Post-transplant infection is clearly associated with poor clinical prognosis, such as increased mortality and higher risk of graft loss.48,49 Our finding suggested that early infection increased the risks of acute rejection, PTDM, and secondary infection. Some studies have reported that infections trigger rejection in different transplant settings.50,51 Moreover, patients with diabetes mellitus may be at higher risk of infection-related mortality than the general population.52,53 Therefore, regular monitoring of the kidney function of patients who have experienced infection is essential to prevent adverse clinical events. The mechanisms underlying the relationship between infection and poor clinical outcomes of kidney transplant recipients are currently unclear but may be related to increased allogeneic and proinflammatory responses induced by infection, which requires further study.

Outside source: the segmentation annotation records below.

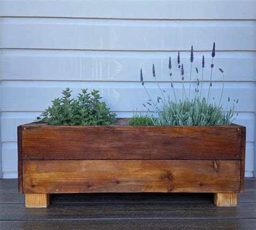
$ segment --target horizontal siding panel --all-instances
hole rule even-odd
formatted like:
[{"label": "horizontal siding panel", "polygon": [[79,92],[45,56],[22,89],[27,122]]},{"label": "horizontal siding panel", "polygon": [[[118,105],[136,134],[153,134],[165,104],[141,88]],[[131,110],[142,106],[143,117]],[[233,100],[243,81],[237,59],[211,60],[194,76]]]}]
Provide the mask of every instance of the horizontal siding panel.
[{"label": "horizontal siding panel", "polygon": [[[253,0],[3,0],[4,16],[254,19]],[[184,13],[185,11],[185,13]]]},{"label": "horizontal siding panel", "polygon": [[[131,117],[132,111],[117,112],[118,117]],[[3,142],[17,141],[17,127],[18,125],[33,122],[41,112],[4,112],[2,116],[2,140]],[[238,114],[234,123],[246,127],[246,140],[254,140],[254,113],[253,112]]]},{"label": "horizontal siding panel", "polygon": [[[72,83],[72,84],[71,84]],[[113,111],[131,111],[133,110],[143,110],[142,103],[147,100],[146,93],[140,83],[98,83],[81,82],[3,82],[3,111],[42,111],[51,104],[53,99],[61,97],[61,91],[65,87],[73,90],[73,95],[80,91],[81,87],[92,89],[100,91],[101,96],[108,106]],[[171,92],[170,83],[160,83],[163,89]],[[194,92],[196,84],[192,85],[192,91]],[[203,95],[207,95],[208,84],[205,83],[203,89]],[[153,83],[146,83],[149,93],[152,98],[160,95],[157,86]],[[182,95],[182,85],[176,84],[176,94]],[[187,92],[189,84],[185,84]],[[222,85],[220,83],[213,83],[212,97],[218,102]],[[224,108],[230,96],[238,99],[240,103],[236,107],[238,111],[253,112],[255,109],[254,84],[251,83],[230,83],[225,87],[223,93]],[[181,98],[181,97],[180,97]],[[231,103],[230,103],[231,105]]]},{"label": "horizontal siding panel", "polygon": [[[195,52],[193,80],[197,77],[196,66],[201,78],[203,55],[205,57],[204,77],[209,78],[211,53]],[[151,76],[152,64],[154,63],[158,80],[169,81],[169,56],[172,59],[173,80],[180,81],[177,52],[4,50],[0,72],[3,80],[138,81],[139,69],[143,69],[145,76]],[[182,52],[180,56],[187,76],[190,71],[190,53]],[[213,78],[222,80],[218,69],[221,67],[225,71],[226,82],[254,81],[255,61],[254,52],[218,52]],[[147,80],[154,80],[147,77]]]},{"label": "horizontal siding panel", "polygon": [[[255,21],[4,18],[3,48],[255,50]],[[228,42],[227,42],[228,41]]]}]

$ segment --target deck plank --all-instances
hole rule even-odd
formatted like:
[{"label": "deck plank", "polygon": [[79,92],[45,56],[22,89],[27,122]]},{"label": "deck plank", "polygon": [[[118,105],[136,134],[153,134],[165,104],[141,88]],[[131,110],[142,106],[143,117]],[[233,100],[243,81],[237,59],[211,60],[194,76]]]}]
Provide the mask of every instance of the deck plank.
[{"label": "deck plank", "polygon": [[0,220],[133,219],[255,219],[256,204],[217,207],[213,204],[122,203],[50,205],[47,208],[22,205],[0,205]]},{"label": "deck plank", "polygon": [[11,229],[252,229],[256,226],[255,219],[237,220],[103,220],[52,221],[0,221],[1,228]]},{"label": "deck plank", "polygon": [[255,229],[256,180],[245,180],[237,207],[218,207],[211,193],[51,195],[47,208],[25,208],[17,180],[0,180],[0,229]]}]

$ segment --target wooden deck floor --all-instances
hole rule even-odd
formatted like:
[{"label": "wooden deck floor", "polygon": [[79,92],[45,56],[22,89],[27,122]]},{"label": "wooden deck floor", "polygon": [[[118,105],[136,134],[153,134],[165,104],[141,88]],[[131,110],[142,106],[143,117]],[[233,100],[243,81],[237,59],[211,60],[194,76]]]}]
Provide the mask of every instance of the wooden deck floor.
[{"label": "wooden deck floor", "polygon": [[0,180],[0,229],[256,229],[256,180],[246,179],[237,207],[212,194],[59,194],[47,208],[25,208],[16,180]]}]

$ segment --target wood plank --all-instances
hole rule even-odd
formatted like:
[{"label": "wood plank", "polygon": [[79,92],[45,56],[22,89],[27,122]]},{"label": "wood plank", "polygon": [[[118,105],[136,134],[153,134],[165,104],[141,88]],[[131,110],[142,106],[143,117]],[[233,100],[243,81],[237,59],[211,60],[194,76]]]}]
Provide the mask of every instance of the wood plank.
[{"label": "wood plank", "polygon": [[66,220],[48,221],[18,220],[0,221],[3,229],[52,229],[52,226],[61,229],[254,229],[256,219],[136,219],[117,220]]},{"label": "wood plank", "polygon": [[231,192],[239,160],[24,160],[25,193]]},{"label": "wood plank", "polygon": [[237,207],[237,193],[214,193],[214,204],[218,207]]},{"label": "wood plank", "polygon": [[17,145],[18,145],[18,186],[19,193],[23,193],[22,179],[22,126],[17,127]]},{"label": "wood plank", "polygon": [[22,127],[24,160],[241,158],[240,126]]},{"label": "wood plank", "polygon": [[49,194],[26,194],[25,197],[26,208],[46,208],[50,204]]},{"label": "wood plank", "polygon": [[51,205],[49,208],[25,208],[21,205],[0,205],[0,220],[86,220],[113,219],[183,218],[256,219],[255,203],[239,203],[238,207],[223,208],[203,203],[89,204]]}]

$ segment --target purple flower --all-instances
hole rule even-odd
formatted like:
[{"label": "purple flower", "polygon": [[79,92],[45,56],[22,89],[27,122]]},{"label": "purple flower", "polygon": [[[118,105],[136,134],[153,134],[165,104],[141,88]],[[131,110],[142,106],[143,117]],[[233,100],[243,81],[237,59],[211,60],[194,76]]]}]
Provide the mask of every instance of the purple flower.
[{"label": "purple flower", "polygon": [[221,72],[221,73],[223,73],[224,72],[224,71],[222,69],[219,68],[219,70],[220,70],[220,72]]},{"label": "purple flower", "polygon": [[178,64],[179,65],[180,63],[180,57],[179,56],[179,52],[178,52],[178,58],[177,58]]},{"label": "purple flower", "polygon": [[191,46],[191,50],[190,50],[190,62],[193,62],[194,60],[194,50],[193,50],[193,45]]},{"label": "purple flower", "polygon": [[172,69],[172,60],[171,60],[171,57],[169,57],[169,69]]},{"label": "purple flower", "polygon": [[215,57],[215,42],[213,43],[213,45],[212,46],[212,57]]},{"label": "purple flower", "polygon": [[154,65],[153,64],[153,66],[152,67],[152,72],[153,73],[153,77],[156,77],[156,72],[154,71]]},{"label": "purple flower", "polygon": [[184,75],[184,68],[183,67],[183,64],[181,64],[181,75]]}]

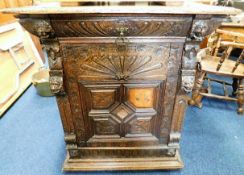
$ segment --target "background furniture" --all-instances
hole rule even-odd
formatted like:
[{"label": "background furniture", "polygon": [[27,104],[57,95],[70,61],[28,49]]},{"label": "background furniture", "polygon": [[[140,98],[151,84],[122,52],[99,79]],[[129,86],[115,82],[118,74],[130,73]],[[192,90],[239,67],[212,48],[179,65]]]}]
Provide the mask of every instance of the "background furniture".
[{"label": "background furniture", "polygon": [[31,36],[18,22],[0,26],[0,116],[31,84],[43,66]]},{"label": "background furniture", "polygon": [[[216,33],[209,38],[209,44],[206,49],[198,53],[199,63],[197,65],[196,81],[192,92],[190,105],[202,107],[202,96],[213,97],[223,100],[237,101],[239,114],[244,112],[244,43],[242,42],[244,34],[217,29]],[[231,60],[230,55],[233,50],[241,49],[237,59]],[[220,52],[221,51],[221,52]],[[236,78],[233,84],[234,91],[237,90],[237,98],[231,97],[227,86],[232,84],[217,79],[207,77],[207,74],[215,74]],[[204,80],[207,81],[207,87],[203,86]],[[223,85],[224,95],[217,95],[212,92],[212,82],[218,82]]]},{"label": "background furniture", "polygon": [[49,55],[68,150],[64,170],[183,167],[179,140],[194,54],[225,14],[239,10],[187,5],[5,12],[19,14]]}]

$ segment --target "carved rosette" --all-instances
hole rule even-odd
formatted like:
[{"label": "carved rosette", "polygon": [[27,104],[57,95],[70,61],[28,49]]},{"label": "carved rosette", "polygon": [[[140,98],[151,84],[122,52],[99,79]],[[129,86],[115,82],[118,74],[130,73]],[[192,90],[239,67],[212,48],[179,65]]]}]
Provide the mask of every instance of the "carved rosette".
[{"label": "carved rosette", "polygon": [[192,26],[191,39],[196,41],[202,41],[209,32],[209,21],[199,20],[195,21]]},{"label": "carved rosette", "polygon": [[54,30],[48,19],[20,19],[20,24],[40,39],[54,38]]}]

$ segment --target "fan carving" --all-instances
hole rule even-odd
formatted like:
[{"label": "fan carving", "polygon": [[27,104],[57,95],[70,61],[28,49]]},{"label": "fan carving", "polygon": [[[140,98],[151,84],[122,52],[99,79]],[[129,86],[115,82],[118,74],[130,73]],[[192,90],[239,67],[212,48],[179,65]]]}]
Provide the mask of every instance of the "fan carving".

The main limitation of our analysis was that long-term outcomes, such as graft failure and death were not considered, which should be followed up for evaluation. Moreover, our study was a single-center design involving only a small number of patients. Larger-scale studies over the longer term are warranted to further confirm the validity of our results. In addition, treatment information for patients in the ICU, such as intubation time, was unavailable and thus excluded from our analyses.

Conclusion

A relatively low incidence of UTI was recorded in our cohort, and the most common site of infection was the lung. Furthermore, pre-diabetes, longer duration of catheterization, lower albumin, higher CRP, tacrolimus concentration on day 7 and 14, early AR before infection, and DGF were independent risk factors for postoperative infection in kidney transplantation recipients. Finally, early post-transplant infection significantly increased the incidence of acute rejection, PTDM, and secondary infection. The collective results provide valuable insights into the factors contributing to early infection in kidney transplant recipients. We strongly recommend that individual transplant centers should explore their own infection risk factors and causative agents for optimal management of their patients.